Pipelines are used to convey streams of processing events from a producer
to one or more consumers, and to let each consumer control the data seen by
later consumers.
There is a
PipelineFactory class which
accepts a syntax describing how to construct some simple pipelines. Strings
describing such pipelines can be used in command line tools (see the
DoParse class)
and in other places that it is
useful to let processing be easily reconfigured. Pipelines can of course
be constructed programmatically, providing access to options that the
factory won't.
Web applications are supported by making it easy for servlets (or
non-Java web application components) to be part of a pipeline. They can
originate XML (or XHTML) data through an
InputSource or in
response to XML messages sent from clients using
CallFilter
pipeline stages. Such facilities are available using the simple syntax
for pipeline construction.
Programming Models
Pipelines should be simple to understand.
- XML content, typically entire documents,
is pushed through consumers by producers.
- Pipelines are basically about consuming SAX2 callback events,
where the events encapsulate XML infoset-level data.
- Pipelines are constructed by taking one or more consumer
stages and combining them to produce a composite consumer.
- A pipeline is presumed to have pending tasks and state from
the beginning of its ContentHandler.startDocument() callback until
it's returned from its ContentHandler.doneDocument() callback.
- Pipelines may have multiple output stages ("fan-out")
or multiple input stages ("fan-in") when appropriate.
- Pipelines may be long-lived, but need not be.
There is flexibility about event production.
- SAX2 XMLReader objects are producers, which
provide a high level "pull" model: documents (text or DOM) are parsed,
and the parser pushes individual events through the pipeline.
- Events can be pushed directly to event consumer components
by application modules, if they invoke SAX2 callbacks directly.
That is, application modules use the XML Infoset as exposed
through SAX2 event callbacks.
Multiple producer threads may concurrently access a pipeline,
if they coordinate appropriately.
Pipeline processing is not the only framework applications
will use.
Producers: XMLReader or Custom
Many producers will be SAX2 XMLReader objects, and
will read (pull) data which is then written (pushed) as events.

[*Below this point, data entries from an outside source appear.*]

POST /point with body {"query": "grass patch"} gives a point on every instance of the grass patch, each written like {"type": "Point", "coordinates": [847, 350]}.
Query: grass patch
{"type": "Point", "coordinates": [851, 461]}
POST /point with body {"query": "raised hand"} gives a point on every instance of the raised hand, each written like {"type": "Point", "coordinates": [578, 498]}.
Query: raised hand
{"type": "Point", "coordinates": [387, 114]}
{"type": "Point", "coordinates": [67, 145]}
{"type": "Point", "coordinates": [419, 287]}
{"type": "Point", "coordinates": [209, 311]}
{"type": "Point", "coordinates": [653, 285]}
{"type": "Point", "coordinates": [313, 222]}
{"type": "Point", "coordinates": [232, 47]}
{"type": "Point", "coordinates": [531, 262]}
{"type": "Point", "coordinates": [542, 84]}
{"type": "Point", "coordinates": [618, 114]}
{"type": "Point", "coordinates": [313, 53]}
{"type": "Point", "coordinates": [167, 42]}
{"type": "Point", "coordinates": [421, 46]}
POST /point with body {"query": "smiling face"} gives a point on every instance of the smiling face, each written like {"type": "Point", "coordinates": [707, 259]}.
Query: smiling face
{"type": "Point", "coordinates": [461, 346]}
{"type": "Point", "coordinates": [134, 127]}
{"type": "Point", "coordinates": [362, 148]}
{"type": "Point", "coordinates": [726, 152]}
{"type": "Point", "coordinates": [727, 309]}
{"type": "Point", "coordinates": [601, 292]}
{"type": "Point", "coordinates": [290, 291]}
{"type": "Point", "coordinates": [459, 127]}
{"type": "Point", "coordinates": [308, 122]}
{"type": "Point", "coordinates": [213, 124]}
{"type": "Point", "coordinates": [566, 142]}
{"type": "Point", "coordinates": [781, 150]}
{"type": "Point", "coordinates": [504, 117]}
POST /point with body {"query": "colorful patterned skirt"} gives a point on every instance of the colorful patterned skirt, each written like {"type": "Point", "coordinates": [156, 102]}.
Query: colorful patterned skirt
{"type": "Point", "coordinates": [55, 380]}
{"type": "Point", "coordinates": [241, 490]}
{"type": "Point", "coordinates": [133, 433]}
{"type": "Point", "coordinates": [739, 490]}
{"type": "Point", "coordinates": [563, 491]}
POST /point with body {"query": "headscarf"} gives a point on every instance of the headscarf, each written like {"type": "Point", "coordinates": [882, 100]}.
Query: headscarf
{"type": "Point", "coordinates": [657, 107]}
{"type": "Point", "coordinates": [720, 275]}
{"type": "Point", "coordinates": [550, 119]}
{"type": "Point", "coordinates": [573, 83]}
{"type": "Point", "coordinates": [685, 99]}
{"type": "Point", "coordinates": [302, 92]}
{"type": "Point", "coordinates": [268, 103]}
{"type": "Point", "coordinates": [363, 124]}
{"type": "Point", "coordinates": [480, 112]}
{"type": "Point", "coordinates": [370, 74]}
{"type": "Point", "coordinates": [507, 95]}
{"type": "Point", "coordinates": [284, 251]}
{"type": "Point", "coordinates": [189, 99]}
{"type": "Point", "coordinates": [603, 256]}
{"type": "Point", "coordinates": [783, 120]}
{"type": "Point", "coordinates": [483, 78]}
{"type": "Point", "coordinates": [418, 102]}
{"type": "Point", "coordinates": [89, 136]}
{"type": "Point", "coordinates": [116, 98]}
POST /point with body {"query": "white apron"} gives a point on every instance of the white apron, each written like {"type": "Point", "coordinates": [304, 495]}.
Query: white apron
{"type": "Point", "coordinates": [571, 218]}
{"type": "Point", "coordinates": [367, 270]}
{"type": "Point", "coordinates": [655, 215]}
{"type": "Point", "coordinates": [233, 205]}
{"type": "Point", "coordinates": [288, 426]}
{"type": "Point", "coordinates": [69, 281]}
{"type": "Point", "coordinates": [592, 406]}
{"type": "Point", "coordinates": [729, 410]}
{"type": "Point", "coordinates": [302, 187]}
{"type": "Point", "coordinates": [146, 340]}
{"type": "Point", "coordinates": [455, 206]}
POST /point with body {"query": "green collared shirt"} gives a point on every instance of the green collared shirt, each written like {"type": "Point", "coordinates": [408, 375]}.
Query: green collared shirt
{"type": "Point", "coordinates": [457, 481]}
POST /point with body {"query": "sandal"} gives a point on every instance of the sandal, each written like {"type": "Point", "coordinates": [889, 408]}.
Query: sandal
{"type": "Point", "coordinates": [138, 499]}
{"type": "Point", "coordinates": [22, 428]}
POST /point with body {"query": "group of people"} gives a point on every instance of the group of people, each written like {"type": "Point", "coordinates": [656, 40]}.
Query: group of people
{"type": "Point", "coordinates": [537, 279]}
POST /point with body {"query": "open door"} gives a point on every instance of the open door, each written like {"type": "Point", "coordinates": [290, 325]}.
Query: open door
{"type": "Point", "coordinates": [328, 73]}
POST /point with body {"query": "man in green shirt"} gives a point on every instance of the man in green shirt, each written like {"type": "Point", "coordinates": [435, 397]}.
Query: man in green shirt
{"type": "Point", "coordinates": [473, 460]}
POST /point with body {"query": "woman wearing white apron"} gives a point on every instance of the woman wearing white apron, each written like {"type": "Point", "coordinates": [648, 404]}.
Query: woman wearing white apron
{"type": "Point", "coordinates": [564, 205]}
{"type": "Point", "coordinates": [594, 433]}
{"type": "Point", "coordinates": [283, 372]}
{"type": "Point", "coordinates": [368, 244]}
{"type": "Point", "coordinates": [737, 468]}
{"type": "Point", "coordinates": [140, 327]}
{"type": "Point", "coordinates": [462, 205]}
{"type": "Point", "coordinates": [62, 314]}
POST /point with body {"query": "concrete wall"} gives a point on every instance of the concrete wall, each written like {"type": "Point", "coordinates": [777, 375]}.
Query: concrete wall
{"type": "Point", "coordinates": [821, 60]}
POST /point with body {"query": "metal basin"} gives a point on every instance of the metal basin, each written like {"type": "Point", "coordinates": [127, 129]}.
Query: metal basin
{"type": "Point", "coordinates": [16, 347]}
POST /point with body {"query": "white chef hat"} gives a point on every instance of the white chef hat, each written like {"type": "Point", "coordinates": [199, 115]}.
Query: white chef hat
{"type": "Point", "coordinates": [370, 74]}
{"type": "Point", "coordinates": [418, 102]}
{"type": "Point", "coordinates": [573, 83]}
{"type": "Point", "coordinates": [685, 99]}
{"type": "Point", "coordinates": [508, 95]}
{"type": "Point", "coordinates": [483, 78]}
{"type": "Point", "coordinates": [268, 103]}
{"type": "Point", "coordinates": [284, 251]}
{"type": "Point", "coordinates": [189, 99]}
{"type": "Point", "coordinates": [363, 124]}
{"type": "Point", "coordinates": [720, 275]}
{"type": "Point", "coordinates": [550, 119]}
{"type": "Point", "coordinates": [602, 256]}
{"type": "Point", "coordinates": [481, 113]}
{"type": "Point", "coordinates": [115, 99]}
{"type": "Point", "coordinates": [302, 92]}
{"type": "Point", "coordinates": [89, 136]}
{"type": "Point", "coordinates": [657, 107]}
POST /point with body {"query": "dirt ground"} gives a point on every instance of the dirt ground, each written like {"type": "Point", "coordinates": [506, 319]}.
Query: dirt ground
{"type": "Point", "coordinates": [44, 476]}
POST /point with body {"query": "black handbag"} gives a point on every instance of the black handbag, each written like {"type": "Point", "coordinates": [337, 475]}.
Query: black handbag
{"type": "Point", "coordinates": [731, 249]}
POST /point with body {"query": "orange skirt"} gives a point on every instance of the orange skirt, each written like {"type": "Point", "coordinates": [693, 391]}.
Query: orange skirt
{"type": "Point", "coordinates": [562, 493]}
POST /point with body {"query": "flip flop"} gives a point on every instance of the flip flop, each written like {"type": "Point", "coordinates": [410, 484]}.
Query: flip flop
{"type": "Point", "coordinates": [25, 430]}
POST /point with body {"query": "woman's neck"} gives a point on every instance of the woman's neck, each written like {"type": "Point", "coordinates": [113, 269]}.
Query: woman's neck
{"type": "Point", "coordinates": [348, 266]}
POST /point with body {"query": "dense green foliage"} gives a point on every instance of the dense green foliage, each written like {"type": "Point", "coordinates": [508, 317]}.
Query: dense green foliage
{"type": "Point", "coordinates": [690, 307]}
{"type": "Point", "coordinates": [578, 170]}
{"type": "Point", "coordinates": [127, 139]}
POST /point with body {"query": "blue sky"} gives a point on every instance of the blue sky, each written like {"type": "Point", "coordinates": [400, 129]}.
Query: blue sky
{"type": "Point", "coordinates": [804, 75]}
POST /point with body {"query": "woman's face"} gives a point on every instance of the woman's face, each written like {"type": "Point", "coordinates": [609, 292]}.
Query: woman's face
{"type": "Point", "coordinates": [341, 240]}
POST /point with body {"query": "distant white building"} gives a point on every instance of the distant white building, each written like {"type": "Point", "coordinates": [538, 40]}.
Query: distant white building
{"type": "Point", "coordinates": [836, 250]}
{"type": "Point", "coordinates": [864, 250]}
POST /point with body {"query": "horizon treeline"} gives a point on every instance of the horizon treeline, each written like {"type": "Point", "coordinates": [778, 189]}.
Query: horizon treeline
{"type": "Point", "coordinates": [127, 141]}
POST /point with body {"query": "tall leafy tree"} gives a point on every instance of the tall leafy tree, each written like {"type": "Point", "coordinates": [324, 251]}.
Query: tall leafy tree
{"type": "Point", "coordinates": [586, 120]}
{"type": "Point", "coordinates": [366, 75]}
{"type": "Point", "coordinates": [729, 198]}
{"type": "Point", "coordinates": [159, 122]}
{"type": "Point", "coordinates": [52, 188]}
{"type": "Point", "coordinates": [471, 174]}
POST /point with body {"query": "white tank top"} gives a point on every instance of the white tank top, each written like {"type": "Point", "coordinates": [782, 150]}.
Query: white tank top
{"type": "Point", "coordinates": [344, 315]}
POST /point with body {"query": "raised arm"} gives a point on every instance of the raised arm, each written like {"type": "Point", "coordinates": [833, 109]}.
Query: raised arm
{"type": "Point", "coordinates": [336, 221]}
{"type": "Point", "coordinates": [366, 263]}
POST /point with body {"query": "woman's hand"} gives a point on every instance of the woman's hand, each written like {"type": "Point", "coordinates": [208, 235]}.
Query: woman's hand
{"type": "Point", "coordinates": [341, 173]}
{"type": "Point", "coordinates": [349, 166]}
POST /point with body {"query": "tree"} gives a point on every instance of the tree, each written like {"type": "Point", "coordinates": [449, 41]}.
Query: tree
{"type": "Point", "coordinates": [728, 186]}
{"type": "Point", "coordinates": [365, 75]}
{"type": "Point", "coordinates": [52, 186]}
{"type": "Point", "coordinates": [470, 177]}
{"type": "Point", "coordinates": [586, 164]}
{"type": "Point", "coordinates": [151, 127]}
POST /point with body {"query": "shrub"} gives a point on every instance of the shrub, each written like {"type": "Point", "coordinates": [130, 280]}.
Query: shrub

Typically these will parse XML text (acquired from
org.xml.sax.helpers.XMLReaderFactory
) or a DOM tree
(using a DomParser
)
These may be bound to event consumer using a convenience routine,
EventFilter.bind().
Once bound, these producers may be given additional documents to
sent through its pipeline.
In other cases, you will write producers yourself. For example, some
data structures might know how to write themselves out using one or
more XML models, expressed as sequences of SAX2 event callbacks.
An application module might
itself be a producer, issuing startDocument and endDocument events
and then asking those data structures to write themselves out to a
given EventConsumer, or walking data structures (such as JDBC query
results) and applying its own conversion rules. WAP format XML
(WBMXL) can be directly converted to producer output.
SAX2 introduced an "XMLFilter" interface, which is a kind of XMLReader.
It is most useful in conjunction with its XMLFilterImpl helper class;
see the EventFilter javadoc
for information contrasting that XMLFilterImpl approach with the
relevant parts of this pipeline framework. Briefly, such XMLFilterImpl
children can be either producers or consumers, and are more limited in
configuration flexibility. In this framework, the focus of filters is
on the EventConsumer side; see the section on
pipe fitting below.
Consume to Standard or Custom Data Representations
Many consumers will be used to create standard representations of XML
data. The TextConsumer takes its events
and writes them as text for a single XML document,
using an internal XMLWriter.
The DomConsumer takes its events and uses
them to create and populate a DOM Document.
In other cases, you will write consumers yourself. For example,
you might use a particular unmarshaling filter to produce objects
that fit your application's requirements, instead of using DOM.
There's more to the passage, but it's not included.